Can you add some more details on what exactly you did. If I’m not mistaken you can’t really add files directly to MFS. It’s more like you add them to ipfs and then copy them to MFS. A file, depending on the size, can be broken into multiple chunks so it’s not completely surprising that the leaf node chunk CIDs aren’t the same as the file CID.

For example, having a file cat.jpg, add it to ipfs first by ipfs add cat.jpg, and get a CID of this file,
ipfs ls <CID> can list sub-blocks cids;

Similarly, you can write it to MFS, ipfs files write /cat.jpg cat.jpg --create, and using ipfs files ls -l / to get the CID, using ipfs ls <CID> get a list.

As you can see, the CIDs of the file or leaf nodes of the files shown twice are different, probably because the encoding of the leaf nodes is different, but the CIDv0 shown means that they use the dag-pb codec.

It looks like it’s because the data stored in MFS isn’t being written as unixv2 but as IPLD. Interesting to know.

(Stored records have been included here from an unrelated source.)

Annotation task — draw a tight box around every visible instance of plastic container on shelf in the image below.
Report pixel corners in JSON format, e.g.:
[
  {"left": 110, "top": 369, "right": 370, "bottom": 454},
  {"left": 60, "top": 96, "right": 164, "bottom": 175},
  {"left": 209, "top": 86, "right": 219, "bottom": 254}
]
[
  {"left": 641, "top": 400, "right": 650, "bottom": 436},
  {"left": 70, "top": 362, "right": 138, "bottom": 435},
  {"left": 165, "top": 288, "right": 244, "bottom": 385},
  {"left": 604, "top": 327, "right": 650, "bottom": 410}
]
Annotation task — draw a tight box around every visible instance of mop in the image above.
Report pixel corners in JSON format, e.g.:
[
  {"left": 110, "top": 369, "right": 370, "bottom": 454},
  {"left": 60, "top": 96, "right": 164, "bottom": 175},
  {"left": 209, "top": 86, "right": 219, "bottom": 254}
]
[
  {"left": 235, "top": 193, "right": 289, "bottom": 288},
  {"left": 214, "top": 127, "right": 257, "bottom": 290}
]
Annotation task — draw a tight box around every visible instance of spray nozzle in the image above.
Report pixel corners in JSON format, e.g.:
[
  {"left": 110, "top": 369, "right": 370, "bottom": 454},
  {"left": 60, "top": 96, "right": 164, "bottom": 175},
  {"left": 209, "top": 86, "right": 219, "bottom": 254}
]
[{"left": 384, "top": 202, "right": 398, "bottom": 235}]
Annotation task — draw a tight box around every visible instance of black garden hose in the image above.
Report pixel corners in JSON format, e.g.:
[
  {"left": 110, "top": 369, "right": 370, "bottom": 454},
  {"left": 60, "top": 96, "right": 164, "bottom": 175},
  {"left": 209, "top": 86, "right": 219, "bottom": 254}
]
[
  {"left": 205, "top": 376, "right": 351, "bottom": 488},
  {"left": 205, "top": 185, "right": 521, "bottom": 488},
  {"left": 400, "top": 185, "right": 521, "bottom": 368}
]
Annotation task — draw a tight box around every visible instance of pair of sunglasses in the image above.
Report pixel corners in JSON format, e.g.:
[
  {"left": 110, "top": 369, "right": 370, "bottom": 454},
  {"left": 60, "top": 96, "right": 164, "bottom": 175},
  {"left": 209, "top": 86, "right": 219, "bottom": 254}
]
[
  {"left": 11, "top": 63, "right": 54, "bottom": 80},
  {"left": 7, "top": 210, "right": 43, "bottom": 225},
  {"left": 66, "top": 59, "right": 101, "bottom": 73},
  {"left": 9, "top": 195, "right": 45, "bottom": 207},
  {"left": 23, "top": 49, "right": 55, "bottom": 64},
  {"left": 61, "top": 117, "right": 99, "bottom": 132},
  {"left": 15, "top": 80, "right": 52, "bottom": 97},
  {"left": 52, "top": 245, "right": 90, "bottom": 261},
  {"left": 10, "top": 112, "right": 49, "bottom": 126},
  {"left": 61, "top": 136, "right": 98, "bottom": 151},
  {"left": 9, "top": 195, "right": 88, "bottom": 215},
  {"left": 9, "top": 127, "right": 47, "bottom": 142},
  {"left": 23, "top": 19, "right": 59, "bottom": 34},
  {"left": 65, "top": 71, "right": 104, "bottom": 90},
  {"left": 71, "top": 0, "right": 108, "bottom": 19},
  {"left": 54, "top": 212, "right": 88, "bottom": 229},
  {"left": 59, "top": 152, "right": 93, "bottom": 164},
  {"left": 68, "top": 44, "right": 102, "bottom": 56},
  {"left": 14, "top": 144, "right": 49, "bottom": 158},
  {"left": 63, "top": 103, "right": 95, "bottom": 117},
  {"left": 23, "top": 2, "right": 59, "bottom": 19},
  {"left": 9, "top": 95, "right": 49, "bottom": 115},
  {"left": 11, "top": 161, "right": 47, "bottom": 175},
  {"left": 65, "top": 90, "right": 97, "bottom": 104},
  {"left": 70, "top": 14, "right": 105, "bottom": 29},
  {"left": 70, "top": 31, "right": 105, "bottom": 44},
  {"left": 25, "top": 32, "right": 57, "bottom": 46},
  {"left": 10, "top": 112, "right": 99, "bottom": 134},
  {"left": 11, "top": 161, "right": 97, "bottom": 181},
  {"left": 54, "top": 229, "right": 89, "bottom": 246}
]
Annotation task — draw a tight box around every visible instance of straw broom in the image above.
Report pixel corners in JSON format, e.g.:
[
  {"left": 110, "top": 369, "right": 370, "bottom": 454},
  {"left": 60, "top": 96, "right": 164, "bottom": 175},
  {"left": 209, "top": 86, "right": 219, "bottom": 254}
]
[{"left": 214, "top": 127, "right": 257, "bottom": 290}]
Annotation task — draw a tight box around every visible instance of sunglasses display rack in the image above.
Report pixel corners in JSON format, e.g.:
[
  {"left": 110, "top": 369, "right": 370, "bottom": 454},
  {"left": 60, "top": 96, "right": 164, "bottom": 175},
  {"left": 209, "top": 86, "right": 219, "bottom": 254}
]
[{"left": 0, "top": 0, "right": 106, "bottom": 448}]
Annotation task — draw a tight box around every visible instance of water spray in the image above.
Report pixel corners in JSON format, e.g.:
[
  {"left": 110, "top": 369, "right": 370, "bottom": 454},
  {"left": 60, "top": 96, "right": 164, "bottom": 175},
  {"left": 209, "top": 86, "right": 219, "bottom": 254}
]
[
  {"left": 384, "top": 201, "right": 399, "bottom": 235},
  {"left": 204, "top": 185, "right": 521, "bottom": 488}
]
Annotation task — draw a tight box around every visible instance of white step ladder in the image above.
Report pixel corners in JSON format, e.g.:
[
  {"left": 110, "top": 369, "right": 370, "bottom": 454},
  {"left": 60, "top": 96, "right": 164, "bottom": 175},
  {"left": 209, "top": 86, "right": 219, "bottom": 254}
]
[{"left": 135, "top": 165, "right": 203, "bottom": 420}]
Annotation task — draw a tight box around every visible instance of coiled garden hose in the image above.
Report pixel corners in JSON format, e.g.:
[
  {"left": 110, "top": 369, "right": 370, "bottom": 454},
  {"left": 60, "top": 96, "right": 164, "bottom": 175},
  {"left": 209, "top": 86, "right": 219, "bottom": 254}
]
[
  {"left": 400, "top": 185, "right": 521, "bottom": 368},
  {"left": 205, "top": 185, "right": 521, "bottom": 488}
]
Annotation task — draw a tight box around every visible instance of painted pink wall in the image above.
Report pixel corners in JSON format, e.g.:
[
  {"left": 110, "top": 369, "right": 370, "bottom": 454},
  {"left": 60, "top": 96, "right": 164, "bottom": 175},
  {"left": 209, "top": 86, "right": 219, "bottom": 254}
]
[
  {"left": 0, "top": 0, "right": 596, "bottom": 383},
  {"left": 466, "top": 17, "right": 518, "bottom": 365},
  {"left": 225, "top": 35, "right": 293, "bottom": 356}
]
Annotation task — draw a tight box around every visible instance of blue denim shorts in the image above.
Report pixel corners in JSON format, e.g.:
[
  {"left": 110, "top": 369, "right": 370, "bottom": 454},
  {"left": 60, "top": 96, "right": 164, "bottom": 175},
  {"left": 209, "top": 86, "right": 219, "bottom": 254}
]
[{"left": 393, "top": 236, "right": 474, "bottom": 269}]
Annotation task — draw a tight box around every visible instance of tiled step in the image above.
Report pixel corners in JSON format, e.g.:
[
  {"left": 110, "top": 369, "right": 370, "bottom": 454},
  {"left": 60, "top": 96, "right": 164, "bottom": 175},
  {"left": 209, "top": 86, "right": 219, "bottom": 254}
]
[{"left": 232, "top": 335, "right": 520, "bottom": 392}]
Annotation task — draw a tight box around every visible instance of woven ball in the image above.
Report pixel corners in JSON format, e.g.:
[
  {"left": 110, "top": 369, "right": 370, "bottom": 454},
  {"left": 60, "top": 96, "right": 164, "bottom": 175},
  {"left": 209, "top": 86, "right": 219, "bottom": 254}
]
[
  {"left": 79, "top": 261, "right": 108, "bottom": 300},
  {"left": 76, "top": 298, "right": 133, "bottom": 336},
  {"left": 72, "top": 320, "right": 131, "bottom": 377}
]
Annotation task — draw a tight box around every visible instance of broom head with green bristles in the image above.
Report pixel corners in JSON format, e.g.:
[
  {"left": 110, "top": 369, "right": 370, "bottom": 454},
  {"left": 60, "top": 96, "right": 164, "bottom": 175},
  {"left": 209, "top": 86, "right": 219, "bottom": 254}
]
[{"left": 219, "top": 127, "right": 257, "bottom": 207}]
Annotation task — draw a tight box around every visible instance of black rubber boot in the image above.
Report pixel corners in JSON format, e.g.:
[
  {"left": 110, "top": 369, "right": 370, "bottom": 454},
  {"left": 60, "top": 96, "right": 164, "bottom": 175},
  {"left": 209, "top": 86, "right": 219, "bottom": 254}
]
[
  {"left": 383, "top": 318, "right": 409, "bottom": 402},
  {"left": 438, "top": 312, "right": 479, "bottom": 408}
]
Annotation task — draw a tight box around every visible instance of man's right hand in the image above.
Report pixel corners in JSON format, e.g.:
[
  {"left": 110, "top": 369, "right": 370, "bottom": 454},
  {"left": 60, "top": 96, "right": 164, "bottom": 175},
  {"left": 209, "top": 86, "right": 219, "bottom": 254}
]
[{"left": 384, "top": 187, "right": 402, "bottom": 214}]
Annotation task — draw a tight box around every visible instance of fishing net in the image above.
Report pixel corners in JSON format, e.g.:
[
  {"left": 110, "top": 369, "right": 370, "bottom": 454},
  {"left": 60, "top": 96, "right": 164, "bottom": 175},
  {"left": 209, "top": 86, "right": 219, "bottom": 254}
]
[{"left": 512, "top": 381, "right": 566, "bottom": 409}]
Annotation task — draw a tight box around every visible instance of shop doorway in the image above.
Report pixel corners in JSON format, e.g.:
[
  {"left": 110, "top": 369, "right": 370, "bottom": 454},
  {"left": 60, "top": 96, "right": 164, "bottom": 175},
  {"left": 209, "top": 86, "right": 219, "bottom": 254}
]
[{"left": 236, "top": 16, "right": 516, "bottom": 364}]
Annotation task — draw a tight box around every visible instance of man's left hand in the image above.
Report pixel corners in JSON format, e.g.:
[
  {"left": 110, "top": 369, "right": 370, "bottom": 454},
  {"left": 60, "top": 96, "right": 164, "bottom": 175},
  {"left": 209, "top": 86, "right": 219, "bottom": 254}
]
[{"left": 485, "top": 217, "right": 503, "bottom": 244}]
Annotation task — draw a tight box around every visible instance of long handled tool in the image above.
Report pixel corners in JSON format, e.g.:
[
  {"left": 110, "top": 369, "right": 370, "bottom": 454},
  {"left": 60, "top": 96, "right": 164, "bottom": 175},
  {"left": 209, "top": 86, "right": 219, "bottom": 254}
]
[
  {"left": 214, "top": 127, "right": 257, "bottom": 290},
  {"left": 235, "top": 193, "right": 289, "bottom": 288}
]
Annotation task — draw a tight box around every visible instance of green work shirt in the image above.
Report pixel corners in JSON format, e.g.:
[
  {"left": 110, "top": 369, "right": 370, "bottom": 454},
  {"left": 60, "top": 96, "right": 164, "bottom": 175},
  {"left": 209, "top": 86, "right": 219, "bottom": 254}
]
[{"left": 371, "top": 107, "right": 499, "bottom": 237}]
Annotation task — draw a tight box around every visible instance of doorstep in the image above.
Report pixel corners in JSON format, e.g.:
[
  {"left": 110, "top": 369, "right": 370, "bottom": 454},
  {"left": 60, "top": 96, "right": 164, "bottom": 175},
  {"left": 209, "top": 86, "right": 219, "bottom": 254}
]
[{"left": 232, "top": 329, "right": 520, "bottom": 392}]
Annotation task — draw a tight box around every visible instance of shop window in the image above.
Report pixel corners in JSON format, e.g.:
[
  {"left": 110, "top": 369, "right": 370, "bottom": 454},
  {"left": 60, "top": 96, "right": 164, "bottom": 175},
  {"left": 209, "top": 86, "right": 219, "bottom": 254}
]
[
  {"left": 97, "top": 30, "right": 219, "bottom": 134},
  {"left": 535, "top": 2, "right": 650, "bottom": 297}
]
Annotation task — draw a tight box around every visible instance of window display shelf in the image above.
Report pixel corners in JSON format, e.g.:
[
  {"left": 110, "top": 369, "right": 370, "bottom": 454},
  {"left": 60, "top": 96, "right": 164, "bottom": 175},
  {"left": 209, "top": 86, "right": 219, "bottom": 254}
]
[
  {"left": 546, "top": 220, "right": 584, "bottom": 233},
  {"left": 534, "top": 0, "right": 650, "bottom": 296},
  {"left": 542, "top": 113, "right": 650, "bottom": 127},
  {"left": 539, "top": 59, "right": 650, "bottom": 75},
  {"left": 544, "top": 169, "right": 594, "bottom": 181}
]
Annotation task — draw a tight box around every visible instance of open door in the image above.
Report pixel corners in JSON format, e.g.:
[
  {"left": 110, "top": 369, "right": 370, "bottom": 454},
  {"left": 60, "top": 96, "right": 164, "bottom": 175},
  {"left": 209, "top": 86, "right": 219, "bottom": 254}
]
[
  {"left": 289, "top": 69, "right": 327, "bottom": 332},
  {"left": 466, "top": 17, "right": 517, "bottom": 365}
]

I’m guessing that if you add the file and then copy it into MFS it will just add a link but if you add the file it will have a Unixv2 node and if you add it with 'ipfs files write …` you’ll have a second ipld node with a data section.

In the go-ipfs repo, I found that the UnixFS Node in MFS uses the Trickle layout, which causes the leaf node type is raw (UnixFs Raw), but the UnixFS uses the Balanced layout, where the leaf node type is the file type, and even if the final Dag shape is the same, the CIDs are not same.